Thanks for clarifying that, but I still don't understand why you said:


> The receptionist did not know the price. *She said to ask the accountant. He was out. *







rabbit said:


> You wrote to someone " Have you shopped around ?" (accountants) but it is not easy to shop around...as I said its not as if accountants have their prices / rates in their shop window.  Many do not seem to like people shopping around, do they ?   Why are accountants not more upfront about their fees ?



Its very easy to shop around. Simply ask trusted friends and family for recommendations for a good/cheap/quick accountant (depending on what your priority is). Follow up the positive recommendations and make your choice.


----------



## rabbit (10 Sep 2008)

ubiquitous said:


> Its very easy to shop around. Simply ask trusted friends and family for recommendations for a good/cheap/quick accountant


 
lol there is a difference - a very big difference - between getting a "recommendation" and "shopping around".

"Its very easy to shop around"( accountants).  Its very easy to win the lotto. Just get the right numbers.

What if many different friends / family cannot think of any accountants who do not charge an arm and a leg ?


----------



## Graham_07 (10 Sep 2008)

leghorn said:


> Spreadsheets can end up a tangled mess, and are more prone to errors.


 
All software, ready made accounts software and spreadsheets alike are all subject to the GIGO rule. If the person does not have a basic understanding of what is supposed to go where and why, errors will occur. 

I do find, especially for small businesses, that spreadsheets work very well once set up. I have a number of templates which I have provided to cllients which they complete and  I find it works well. It's easier for them and I get the records in a manner which makes it faster for me to complete, we both benefit. 



leghorn said:


> Try writing a PRSI macro for example.


 
For payroll I would recommend simple software as the computations for  PRSI in particular is not easy to fully cover in spreadsheets. As far as PRSI self-employed is concerned, you can do the computations on ROS.


----------



## ubiquitous (10 Sep 2008)

rabbit said:


> lol its very easy to win the lotto. Just get the right numbers.
> 
> What if many different friends / family cannot think of any accountants who do not charge an arm and a leg ?
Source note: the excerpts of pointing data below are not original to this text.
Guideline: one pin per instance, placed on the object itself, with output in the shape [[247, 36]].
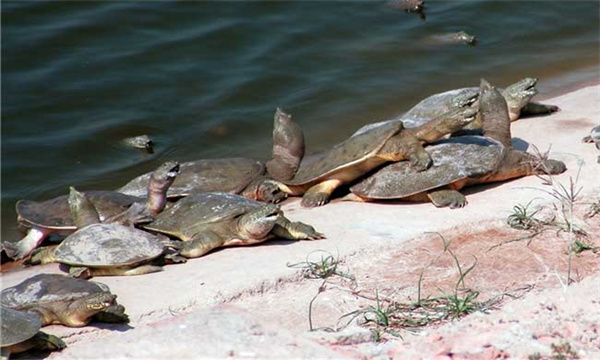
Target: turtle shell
[[454, 159], [200, 210], [48, 288], [434, 106], [230, 175], [55, 213], [425, 111], [108, 245], [17, 326], [352, 152]]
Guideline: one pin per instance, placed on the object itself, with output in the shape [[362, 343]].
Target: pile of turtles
[[181, 211]]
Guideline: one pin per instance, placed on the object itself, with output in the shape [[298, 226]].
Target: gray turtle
[[60, 299], [242, 176], [460, 163], [517, 96], [53, 216], [205, 221], [319, 175], [21, 332], [454, 159], [98, 249], [140, 142]]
Then they can always resort to trolling on websites.

Good luck to you


----------



## Graham_07 (10 Sep 2008)

rabbit said:


> lol its very easy to win the lotto. Just get the right numbers.
> 
> What if many different friends / family cannot think of any accountants who do not charge an arm and a leg ?


 
Then clearly set out what you want done, the basic size and extent of the business and the records maintained. Set out what you expect the accountant to do, i.e. is it just year end tax & accounts or bookkeeping also. Have this as clear as possible and you can use that to get quotes. A mechanic will not give you a quote to repair a car unless they see it and get some basic understanding of what is needed to be done. The same goes for accountants. There is no mystery, noone is "hiding charges". It is just not practical to give a quote on the phone without seeing what has to be done. Any accountant who gives out such quotes is a fool.


----------



## Graham_07 (10 Sep 2008)

ubiquitous said:


> Then they can always resort to trolling on websites.
> 
> Good luck to you


 
Any chance for a fee quote on that


----------



## z103 (10 Sep 2008)

> All software, ready made accounts software and spreadsheets alike are all subject to the GIGO rule. If the person does not have a basic understanding of what is supposed to go where and why, errors will occur.
> 
> I do find, especially for small businesses, that spreadsheets work very well once set up. I have a number of templates which I have provided to cllients which they complete and I find it works well. It's easier for them and I get the records in a manner which makes it faster for me to complete, we both benefit.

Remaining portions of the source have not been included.